The Lodger is based on a play, which in turn was based on a rather good novel, also called The Lodger, by Marie Belloc Lowndes. There the lodger is guilty, a man with a religious mania he takes out on women. But the mood of the novel is in many ways similar to that of Hitchcock’s film. If in the film we worry about what the signs of guilt can mean if they don’t mean guilt, in the novel the chief characters, the husband and wife who house the lodger, worry about what to do with their suspicions of their tenant’s activities.
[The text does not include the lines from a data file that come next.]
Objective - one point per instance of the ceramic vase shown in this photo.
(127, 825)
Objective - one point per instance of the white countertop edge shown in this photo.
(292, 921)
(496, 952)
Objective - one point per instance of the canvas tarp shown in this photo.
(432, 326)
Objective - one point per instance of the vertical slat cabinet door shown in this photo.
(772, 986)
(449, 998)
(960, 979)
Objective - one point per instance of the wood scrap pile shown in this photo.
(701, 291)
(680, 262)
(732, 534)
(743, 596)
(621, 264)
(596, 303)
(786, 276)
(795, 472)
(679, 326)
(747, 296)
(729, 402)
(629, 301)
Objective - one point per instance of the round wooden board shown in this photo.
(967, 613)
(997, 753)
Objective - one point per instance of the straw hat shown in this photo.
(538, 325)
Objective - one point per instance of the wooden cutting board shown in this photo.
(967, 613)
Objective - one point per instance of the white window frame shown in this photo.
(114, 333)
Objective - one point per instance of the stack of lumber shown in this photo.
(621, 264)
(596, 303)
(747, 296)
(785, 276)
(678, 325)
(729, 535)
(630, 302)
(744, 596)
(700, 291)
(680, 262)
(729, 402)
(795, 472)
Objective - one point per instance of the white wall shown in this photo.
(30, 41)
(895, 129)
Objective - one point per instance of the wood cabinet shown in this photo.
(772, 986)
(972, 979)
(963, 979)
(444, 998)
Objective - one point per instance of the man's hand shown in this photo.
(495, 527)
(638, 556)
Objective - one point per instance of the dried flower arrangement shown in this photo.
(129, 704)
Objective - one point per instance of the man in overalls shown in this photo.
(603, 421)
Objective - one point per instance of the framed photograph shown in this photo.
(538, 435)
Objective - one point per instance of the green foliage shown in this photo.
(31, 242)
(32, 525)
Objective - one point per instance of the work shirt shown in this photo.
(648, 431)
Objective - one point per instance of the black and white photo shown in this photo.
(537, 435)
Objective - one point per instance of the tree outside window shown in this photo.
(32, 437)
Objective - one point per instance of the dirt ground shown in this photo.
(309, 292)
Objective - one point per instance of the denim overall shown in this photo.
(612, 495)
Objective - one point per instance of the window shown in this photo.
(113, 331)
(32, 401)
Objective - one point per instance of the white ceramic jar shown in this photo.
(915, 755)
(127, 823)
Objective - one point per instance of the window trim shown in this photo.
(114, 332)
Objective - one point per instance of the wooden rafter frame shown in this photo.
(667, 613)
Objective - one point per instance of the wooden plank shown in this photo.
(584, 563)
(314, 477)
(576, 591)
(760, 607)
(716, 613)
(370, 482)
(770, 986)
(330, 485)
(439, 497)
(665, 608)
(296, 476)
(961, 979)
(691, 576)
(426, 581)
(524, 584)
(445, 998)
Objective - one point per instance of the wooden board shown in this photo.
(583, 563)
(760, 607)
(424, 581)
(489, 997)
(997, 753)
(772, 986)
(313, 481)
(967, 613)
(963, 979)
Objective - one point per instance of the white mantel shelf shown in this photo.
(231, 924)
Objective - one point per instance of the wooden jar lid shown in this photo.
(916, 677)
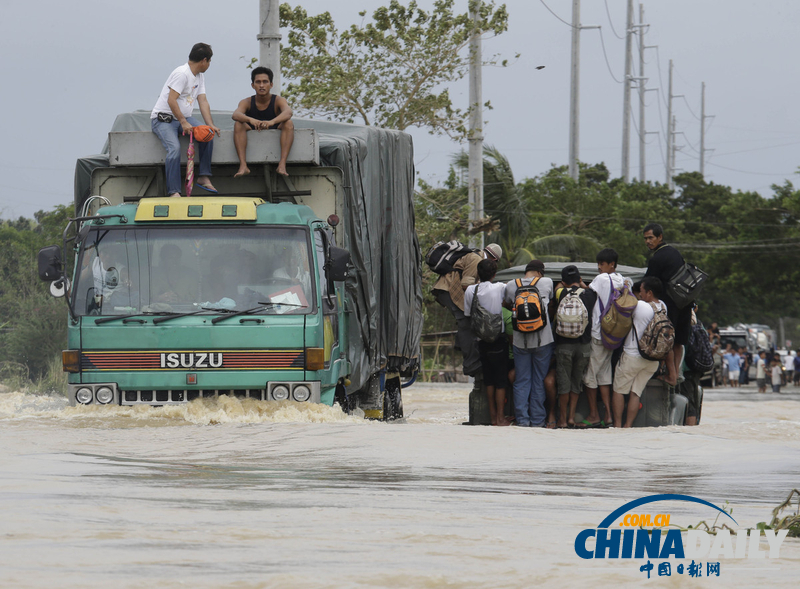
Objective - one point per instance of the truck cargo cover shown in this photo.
(386, 291)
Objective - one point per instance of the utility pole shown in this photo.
(574, 106)
(642, 132)
(674, 151)
(475, 187)
(626, 97)
(669, 129)
(269, 41)
(702, 128)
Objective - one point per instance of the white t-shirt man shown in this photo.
(602, 286)
(642, 315)
(539, 338)
(187, 85)
(490, 296)
(761, 368)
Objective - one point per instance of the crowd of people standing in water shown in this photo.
(543, 344)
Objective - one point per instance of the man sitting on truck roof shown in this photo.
(262, 111)
(173, 113)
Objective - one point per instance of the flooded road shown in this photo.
(251, 494)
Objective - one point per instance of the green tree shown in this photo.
(389, 72)
(33, 322)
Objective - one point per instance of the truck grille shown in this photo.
(169, 397)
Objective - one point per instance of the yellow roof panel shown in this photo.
(205, 208)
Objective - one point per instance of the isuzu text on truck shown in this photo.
(304, 288)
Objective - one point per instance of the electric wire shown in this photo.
(558, 17)
(608, 13)
(608, 64)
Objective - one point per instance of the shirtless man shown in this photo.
(262, 111)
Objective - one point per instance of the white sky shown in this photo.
(70, 67)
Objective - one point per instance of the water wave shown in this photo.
(17, 406)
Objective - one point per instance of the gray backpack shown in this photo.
(485, 325)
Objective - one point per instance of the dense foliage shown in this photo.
(33, 324)
(390, 71)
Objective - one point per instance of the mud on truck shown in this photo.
(303, 288)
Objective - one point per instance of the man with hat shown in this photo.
(449, 292)
(573, 306)
(532, 351)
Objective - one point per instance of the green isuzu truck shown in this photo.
(303, 288)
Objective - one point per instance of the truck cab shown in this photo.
(252, 292)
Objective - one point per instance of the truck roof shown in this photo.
(208, 209)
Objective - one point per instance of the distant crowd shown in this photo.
(549, 343)
(771, 367)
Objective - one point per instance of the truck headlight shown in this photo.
(84, 396)
(280, 393)
(301, 393)
(104, 395)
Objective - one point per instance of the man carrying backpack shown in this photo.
(663, 264)
(528, 298)
(449, 292)
(598, 373)
(634, 371)
(493, 347)
(574, 304)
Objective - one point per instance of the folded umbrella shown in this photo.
(190, 166)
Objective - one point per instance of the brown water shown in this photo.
(251, 494)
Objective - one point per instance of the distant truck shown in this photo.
(304, 288)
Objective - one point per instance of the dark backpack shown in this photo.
(444, 254)
(685, 285)
(699, 352)
(485, 325)
(527, 313)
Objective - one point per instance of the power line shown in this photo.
(611, 23)
(689, 107)
(608, 65)
(754, 173)
(570, 25)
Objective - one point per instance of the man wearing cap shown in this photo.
(449, 292)
(663, 264)
(573, 349)
(532, 352)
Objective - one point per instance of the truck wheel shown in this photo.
(393, 399)
(345, 401)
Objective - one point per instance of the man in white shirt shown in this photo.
(494, 355)
(172, 114)
(532, 352)
(761, 372)
(788, 366)
(633, 371)
(598, 373)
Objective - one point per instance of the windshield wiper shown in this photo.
(261, 307)
(158, 320)
(117, 317)
(162, 315)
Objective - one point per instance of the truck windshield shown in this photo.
(179, 270)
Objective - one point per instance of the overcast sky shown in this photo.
(70, 67)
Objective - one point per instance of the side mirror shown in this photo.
(338, 263)
(50, 266)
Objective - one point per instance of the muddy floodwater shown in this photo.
(250, 494)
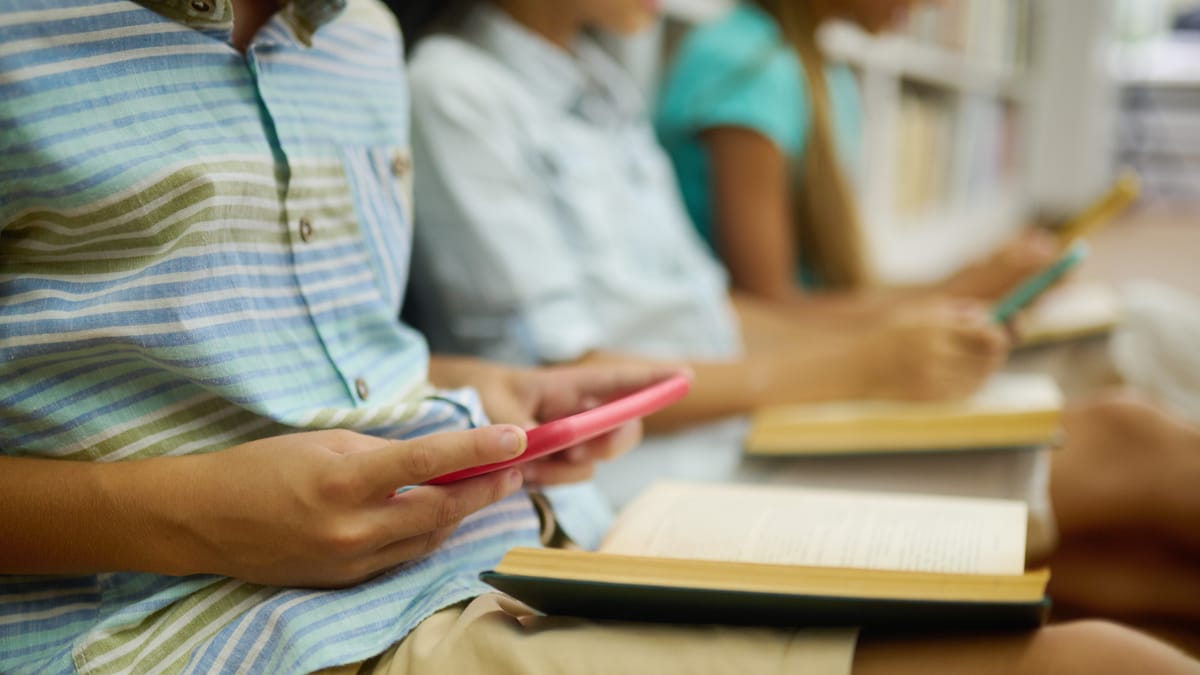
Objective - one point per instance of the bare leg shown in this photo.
(1089, 647)
(1127, 577)
(1127, 467)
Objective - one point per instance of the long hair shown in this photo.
(421, 18)
(828, 227)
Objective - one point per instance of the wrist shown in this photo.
(159, 506)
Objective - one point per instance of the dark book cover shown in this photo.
(665, 604)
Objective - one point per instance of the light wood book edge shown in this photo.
(784, 579)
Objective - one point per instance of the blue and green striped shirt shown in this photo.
(199, 248)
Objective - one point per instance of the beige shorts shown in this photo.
(497, 634)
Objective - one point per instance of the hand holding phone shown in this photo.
(573, 430)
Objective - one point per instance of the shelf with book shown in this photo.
(947, 136)
(945, 103)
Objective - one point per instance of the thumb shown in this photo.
(418, 460)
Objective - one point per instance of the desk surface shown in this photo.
(1155, 243)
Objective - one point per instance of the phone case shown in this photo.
(569, 431)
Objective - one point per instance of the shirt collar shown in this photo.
(215, 17)
(585, 81)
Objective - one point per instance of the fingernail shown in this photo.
(511, 441)
(528, 473)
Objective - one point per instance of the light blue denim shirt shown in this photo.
(550, 223)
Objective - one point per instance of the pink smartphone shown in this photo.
(570, 431)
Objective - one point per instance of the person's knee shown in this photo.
(1101, 647)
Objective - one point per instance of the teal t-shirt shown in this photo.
(739, 71)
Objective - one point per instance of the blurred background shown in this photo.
(982, 115)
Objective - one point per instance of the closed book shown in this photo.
(1012, 411)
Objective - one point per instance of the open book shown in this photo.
(1012, 411)
(1075, 311)
(757, 555)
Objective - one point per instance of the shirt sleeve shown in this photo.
(733, 75)
(491, 261)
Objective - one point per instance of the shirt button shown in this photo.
(401, 165)
(305, 230)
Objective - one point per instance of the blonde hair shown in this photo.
(828, 227)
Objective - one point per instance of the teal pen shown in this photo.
(1035, 286)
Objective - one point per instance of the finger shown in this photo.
(987, 339)
(406, 550)
(414, 461)
(433, 507)
(613, 443)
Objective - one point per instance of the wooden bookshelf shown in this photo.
(945, 113)
(1026, 123)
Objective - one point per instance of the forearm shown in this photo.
(82, 518)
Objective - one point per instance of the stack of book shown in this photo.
(891, 555)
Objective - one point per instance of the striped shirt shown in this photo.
(198, 249)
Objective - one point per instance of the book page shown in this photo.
(1002, 393)
(823, 529)
(1075, 306)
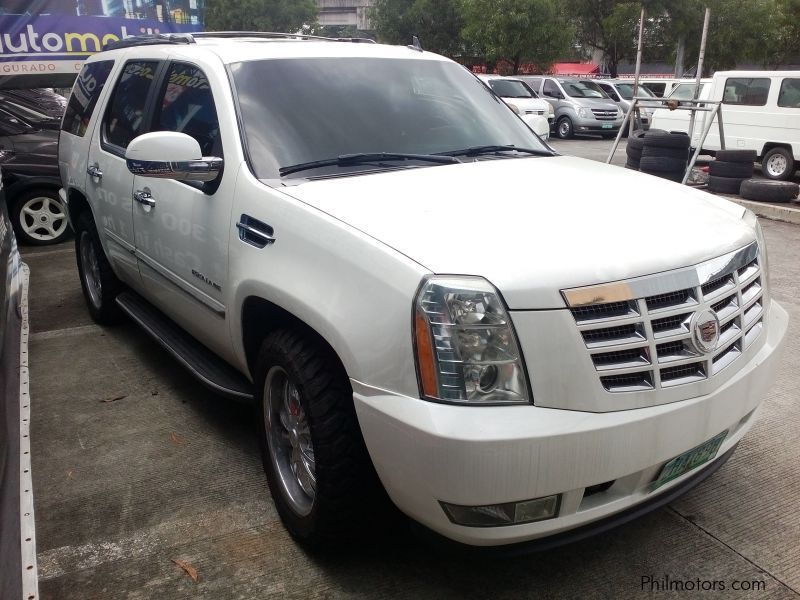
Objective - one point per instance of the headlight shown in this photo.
(751, 219)
(467, 352)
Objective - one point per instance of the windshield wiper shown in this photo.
(492, 149)
(346, 160)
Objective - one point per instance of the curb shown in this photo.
(788, 212)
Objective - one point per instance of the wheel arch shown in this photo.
(770, 145)
(260, 317)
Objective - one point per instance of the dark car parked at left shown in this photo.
(29, 122)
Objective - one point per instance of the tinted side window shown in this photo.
(789, 96)
(746, 91)
(85, 92)
(551, 89)
(124, 118)
(186, 105)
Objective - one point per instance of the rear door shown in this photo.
(109, 184)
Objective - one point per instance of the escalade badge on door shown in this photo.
(705, 330)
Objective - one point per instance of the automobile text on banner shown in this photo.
(48, 40)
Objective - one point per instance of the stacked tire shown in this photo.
(664, 154)
(729, 170)
(634, 149)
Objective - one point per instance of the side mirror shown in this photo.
(170, 155)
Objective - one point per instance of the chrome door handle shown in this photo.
(144, 197)
(255, 232)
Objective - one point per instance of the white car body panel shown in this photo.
(413, 204)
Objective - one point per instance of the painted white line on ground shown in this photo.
(68, 332)
(30, 577)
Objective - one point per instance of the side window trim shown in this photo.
(161, 82)
(148, 104)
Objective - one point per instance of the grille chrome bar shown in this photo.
(645, 343)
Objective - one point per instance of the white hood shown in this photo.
(534, 226)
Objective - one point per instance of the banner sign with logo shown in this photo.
(48, 40)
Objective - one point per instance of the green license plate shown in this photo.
(689, 460)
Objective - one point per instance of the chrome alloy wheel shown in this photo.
(289, 440)
(91, 269)
(776, 165)
(42, 218)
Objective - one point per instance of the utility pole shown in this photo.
(634, 122)
(700, 58)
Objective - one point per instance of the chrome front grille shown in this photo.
(647, 342)
(604, 115)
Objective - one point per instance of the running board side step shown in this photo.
(206, 366)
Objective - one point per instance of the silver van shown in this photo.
(621, 92)
(580, 107)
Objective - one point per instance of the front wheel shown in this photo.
(319, 473)
(564, 128)
(778, 163)
(39, 218)
(100, 285)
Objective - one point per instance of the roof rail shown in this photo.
(149, 40)
(278, 35)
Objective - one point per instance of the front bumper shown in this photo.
(427, 453)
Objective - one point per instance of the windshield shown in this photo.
(300, 110)
(583, 89)
(511, 88)
(685, 91)
(626, 91)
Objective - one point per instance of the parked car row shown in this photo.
(760, 112)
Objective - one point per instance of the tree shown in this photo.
(518, 31)
(260, 15)
(437, 23)
(612, 26)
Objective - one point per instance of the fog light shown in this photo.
(510, 513)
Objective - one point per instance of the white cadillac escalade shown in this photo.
(421, 297)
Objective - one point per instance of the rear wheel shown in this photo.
(319, 472)
(100, 285)
(39, 218)
(778, 163)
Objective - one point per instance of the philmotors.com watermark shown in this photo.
(665, 583)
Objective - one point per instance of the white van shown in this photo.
(761, 112)
(678, 120)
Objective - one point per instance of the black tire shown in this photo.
(724, 185)
(663, 139)
(633, 152)
(767, 190)
(348, 499)
(39, 218)
(778, 164)
(636, 139)
(100, 300)
(662, 164)
(740, 156)
(564, 128)
(738, 170)
(681, 154)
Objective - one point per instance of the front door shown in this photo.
(182, 232)
(109, 183)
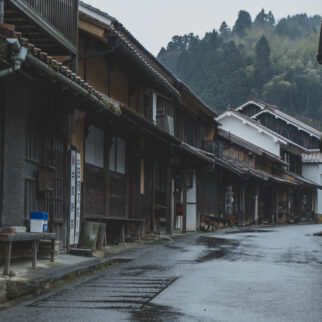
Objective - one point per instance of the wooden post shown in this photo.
(52, 251)
(34, 254)
(7, 258)
(139, 231)
(1, 11)
(153, 193)
(184, 193)
(277, 201)
(123, 232)
(169, 192)
(256, 205)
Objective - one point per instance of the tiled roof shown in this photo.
(319, 55)
(247, 145)
(290, 119)
(273, 109)
(143, 55)
(313, 157)
(8, 31)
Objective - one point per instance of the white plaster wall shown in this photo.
(250, 134)
(314, 173)
(192, 208)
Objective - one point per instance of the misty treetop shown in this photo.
(275, 62)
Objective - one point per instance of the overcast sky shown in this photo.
(154, 22)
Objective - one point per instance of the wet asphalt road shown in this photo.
(267, 274)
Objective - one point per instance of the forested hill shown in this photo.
(269, 60)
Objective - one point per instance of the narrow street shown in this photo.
(266, 274)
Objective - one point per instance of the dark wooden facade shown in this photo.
(50, 25)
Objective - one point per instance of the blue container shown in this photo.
(38, 222)
(40, 215)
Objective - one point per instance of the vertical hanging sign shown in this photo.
(72, 197)
(78, 196)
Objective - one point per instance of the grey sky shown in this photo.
(154, 22)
They can’t go to the police, because they’re afraid of getting tangled up with the law, which they are sure can come to no good; and at the end of the novel they are grimly awaiting (but not really expecting) some kind of release – maybe someone will catch the killer, or he will move somewhere else. What’s more, they don’t just suspect their tenant, they know he’s guilty and have proof that satisfies them even if it might not satisfy the police. They have to call their knowledge suspicion because they’re afraid of it, and at one point the husband has these truly Hitchcockian thoughts: ‘The most awful thing about it all was that he wasn’t sure … If only he really knew! If only he could feel quite sure! And then he would tell himself that he had very little to go upon; only suspicion – suspicion, and a secret, horrible certainty that his suspicion was justified.’ Hitchcock’s trick is to unjustify the ordinarily justifiable suspicion, and underline the horror of the wrong certainty. Well, of the right one too.